The FeM streaming team is a group of enthusiastic students who provide professional live video streaming and archiving services for big venues such as the Chaos Communication Congress in Berlin. The team is part of the Forschungsgemeinschaft elektronische Medien e.V. (FeM), the largest student society at the Technical University Ilmenau. FeM was founded in 1997 and counts 1800 members today. The motto is: "FeM connects. Young people come together to be active." FeM's mission is making new and professional media technology accessible to students. FeM supports everyone who is interested in new media and gives people the chance to realise ideas and collect experiences in a multitude of fields. Students with a common interest can join one of the existing working groups or start a new group to work and research together and learn how to manage teams and events. Everyone who likes to realise own creative ideas, work on his/her management skills and is looking for self-fullfillment is welcome at FeM. Possibilities to explore are almost unlimited.

Lisa Wymore

Lisa Wymore

UC Berkeley

http://tele-immersion.citris-uc.org/

Lisa Wymore has a company called Smith/Wymore Disappearing Acts that she Co-Directs with Sheldon B. Smith. Their work places the inherent beauty of the body in motion, both choreographed and improvised, in deeply conceptual and human-centered environments that are supported and enhanced by technology. From these investigations Disappearing Acts creates abstract narratives built on a foundation of physical experimentation, improvisation, text, song and digital image. The result is a new aesthetic that is at once oddly familiar, and beautifully odd.
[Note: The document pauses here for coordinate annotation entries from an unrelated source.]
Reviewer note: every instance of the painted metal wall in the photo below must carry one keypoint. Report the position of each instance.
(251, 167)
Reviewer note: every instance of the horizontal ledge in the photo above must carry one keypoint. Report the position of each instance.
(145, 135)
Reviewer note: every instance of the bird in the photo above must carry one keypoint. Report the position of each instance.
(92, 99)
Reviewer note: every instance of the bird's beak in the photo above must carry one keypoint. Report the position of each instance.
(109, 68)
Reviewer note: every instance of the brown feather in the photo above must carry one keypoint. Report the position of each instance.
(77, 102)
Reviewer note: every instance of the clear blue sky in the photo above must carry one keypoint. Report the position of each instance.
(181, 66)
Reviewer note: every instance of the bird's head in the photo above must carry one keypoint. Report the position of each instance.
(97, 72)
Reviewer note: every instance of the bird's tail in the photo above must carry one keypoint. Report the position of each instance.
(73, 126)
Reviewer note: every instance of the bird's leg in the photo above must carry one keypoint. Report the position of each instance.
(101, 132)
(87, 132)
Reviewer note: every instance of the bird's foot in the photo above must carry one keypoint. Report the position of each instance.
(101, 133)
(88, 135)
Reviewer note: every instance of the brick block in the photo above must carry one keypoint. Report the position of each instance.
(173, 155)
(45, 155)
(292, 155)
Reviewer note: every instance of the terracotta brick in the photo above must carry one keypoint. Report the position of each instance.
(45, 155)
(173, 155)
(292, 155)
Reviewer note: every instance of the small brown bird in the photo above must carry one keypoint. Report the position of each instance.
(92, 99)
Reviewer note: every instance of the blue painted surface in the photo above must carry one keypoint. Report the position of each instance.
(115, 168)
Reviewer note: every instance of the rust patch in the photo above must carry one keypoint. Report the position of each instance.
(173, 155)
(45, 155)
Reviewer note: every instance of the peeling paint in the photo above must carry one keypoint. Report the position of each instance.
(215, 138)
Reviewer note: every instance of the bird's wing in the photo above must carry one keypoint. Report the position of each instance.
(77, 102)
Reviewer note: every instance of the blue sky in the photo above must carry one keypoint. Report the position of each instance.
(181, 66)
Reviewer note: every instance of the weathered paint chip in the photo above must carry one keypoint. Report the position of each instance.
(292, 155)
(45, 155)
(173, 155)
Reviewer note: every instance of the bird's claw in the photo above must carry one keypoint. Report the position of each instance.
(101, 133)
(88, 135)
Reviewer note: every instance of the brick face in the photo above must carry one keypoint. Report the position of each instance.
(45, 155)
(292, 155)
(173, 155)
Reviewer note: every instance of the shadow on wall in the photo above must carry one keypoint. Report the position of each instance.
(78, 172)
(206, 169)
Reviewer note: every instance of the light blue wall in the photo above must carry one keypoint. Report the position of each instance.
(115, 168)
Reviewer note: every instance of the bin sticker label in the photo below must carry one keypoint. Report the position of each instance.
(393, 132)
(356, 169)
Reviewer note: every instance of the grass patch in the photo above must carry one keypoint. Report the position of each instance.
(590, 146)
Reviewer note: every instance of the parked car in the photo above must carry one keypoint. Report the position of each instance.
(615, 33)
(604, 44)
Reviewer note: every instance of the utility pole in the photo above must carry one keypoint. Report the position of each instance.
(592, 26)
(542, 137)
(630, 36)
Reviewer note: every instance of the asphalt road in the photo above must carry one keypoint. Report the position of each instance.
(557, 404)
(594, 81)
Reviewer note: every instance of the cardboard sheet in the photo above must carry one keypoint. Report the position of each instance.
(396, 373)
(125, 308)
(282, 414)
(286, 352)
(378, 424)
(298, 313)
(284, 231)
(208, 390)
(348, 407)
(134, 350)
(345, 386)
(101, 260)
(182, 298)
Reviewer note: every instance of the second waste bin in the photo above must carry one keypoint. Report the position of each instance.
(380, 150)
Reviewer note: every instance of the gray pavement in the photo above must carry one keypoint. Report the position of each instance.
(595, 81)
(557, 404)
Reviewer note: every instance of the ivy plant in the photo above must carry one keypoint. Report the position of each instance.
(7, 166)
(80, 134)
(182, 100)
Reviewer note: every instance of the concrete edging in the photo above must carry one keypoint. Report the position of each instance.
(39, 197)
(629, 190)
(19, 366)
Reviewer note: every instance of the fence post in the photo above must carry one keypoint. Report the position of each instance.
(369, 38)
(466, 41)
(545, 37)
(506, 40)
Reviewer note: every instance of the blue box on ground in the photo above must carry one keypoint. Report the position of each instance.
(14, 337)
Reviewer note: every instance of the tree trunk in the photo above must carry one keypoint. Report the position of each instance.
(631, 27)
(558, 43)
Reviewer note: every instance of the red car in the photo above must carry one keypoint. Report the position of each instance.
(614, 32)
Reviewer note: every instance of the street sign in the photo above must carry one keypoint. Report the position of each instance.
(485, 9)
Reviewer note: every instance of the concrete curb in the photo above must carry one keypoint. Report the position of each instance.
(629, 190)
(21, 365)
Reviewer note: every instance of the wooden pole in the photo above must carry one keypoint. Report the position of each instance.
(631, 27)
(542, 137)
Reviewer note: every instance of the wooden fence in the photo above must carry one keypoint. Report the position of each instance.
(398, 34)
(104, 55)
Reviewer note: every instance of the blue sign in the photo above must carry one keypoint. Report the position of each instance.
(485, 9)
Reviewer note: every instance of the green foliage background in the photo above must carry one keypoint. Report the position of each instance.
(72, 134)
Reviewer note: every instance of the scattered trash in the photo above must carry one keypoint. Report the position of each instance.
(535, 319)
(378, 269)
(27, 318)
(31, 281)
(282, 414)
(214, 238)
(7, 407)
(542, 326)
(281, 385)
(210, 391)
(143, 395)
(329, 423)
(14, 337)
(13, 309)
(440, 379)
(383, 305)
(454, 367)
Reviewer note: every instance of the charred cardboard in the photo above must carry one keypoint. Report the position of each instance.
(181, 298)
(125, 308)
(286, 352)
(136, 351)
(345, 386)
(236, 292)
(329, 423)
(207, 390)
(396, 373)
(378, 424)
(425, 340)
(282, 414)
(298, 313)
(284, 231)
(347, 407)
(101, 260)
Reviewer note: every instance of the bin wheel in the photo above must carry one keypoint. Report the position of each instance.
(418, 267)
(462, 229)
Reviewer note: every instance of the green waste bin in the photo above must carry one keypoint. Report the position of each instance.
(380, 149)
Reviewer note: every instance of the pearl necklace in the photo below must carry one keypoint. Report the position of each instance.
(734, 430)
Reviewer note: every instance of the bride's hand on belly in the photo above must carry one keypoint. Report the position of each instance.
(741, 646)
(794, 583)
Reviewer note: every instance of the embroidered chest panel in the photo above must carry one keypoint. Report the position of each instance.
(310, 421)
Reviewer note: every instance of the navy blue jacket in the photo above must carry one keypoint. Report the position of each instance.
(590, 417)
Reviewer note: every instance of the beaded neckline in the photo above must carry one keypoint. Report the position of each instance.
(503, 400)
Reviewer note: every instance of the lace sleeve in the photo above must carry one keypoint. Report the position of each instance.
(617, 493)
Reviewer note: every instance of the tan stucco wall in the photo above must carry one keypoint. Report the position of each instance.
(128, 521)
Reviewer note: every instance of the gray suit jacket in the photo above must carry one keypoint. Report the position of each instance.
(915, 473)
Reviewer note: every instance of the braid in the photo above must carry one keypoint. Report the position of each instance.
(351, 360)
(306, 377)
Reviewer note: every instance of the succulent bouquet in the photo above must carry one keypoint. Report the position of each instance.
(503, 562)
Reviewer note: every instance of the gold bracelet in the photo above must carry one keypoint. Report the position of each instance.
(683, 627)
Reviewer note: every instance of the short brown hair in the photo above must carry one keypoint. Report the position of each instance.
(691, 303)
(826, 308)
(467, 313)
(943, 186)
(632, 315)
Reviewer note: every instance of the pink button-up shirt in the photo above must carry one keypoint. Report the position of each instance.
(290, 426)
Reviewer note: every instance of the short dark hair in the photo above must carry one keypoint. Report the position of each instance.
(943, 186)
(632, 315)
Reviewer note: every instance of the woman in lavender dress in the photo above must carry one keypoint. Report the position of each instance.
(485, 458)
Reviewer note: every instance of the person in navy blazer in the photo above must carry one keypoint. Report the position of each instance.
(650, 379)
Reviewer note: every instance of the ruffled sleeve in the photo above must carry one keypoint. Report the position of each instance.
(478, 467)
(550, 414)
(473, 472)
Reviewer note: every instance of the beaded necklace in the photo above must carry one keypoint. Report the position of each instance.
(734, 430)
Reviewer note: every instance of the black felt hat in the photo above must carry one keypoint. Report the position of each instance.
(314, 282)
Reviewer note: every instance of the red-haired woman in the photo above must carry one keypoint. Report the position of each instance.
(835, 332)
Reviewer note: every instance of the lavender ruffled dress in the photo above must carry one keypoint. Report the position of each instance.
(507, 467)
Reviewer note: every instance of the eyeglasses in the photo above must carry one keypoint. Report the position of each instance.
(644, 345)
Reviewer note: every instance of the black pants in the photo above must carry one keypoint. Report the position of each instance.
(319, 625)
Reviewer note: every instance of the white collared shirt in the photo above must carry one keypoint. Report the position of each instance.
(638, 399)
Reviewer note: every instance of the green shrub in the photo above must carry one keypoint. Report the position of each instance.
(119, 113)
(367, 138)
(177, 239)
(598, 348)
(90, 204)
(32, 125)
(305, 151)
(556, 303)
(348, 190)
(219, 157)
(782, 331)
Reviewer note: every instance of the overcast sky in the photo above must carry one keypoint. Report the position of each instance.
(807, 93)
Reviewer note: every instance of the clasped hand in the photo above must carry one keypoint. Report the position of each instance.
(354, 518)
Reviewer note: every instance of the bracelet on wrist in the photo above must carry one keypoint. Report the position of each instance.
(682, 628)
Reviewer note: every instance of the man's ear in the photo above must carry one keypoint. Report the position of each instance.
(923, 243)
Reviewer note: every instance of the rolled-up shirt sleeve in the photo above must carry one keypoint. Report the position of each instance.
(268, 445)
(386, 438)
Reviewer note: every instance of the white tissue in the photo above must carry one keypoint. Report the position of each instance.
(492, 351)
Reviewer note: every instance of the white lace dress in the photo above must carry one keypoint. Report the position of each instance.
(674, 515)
The company's work has been presented by national and international festivals such as: the Dublin Fringe Festival, the Minneapolis Spark Festival, the Earagail Arts Festival in Donegal Ireland, and the [Kon.[Text]] Symposium in Zurich, Switzerland. The company has won numerous awards including Best Interdisciplinary Performance and Best Use of Technology at the Chicago PAC/Edge Festival 2004 and was nominated for two 2006 Isadora Duncan awards for Best Choreography and Best Design. Lisa Wymore is the Director of the Dance Program within the Department of Theater, Dance, and Performance Studies at UC Berkeley.

Annika Luschin

Annika Luschin

Choreographer, dancer, performance group WILDLAKS
Austria/Norway

Annika Luschin was born in Graz, Austria. Since she finished her studies at the Amsterdamse Hogeschool voor de Kunsten, School for New Dance Development in 1999 (BA diploma in dance and choreography) Annika Luschin has been working as dancer, choreographer and teacher in dance and yoga mainly in the Netherlands, Austria and Norway. Together with composer Lars Skoglund she founded the performance group WILDLAKS in 2008. Her work has been shown in whole Europe and Indonesia. She is working with preset, choreographed dances as well as instantly composed pieces (improvisation). Annika Luschin likes to collaborate with musicians and other artists of different fields. She has initiated the ongoing event SHARING DANCES where dances written by international dance artists are passed on to other people: from word to movement, for dancers and non-dancers alike. Annika Luschin has been teaching at various schools, universities and studios, like Amsterdamse Hogeschool voor de Kunsten (School for New Dance Development), Amsterdamse Theater Akademie, University of Tromsø (Faculty of the Arts) and Rom for dans in Oslo. She also holds teacher’s degrees in Classical Yoga and in Vijnana Yoga. Currently she divides her time between Austria and Norway.

Liv Hanne Haugen

Liv Hanne Haugen

Dance Artist
Tromsø, Norway

Education from London and Amsterdam with long experience as a dancer from Belgium (Wim Vandekeybus, Pierre Droulers) and Norway (Stellaris DansTeater). Made own performances since 1996 (a.o. LAG ’06, Jesus sa: Gå nå du Maria, jeg orker ikke mer….’08, En Ramme for Nostalgi ’09) often in collaboration with different individual artists, composers, musicians and visual artists. Runs Haugen Produksjoner with her sister AK Haugen, their first performance "Sisters" was bought up by Riksteatret, NO. Was participating in starting Bains::Connective an artistcollective in Brussels, and RadArt a network for independent artists in Tromsø. Teaches improvisation, reasearches on text in relation to dance, is in an ongoing process of deepening the understanding of movement.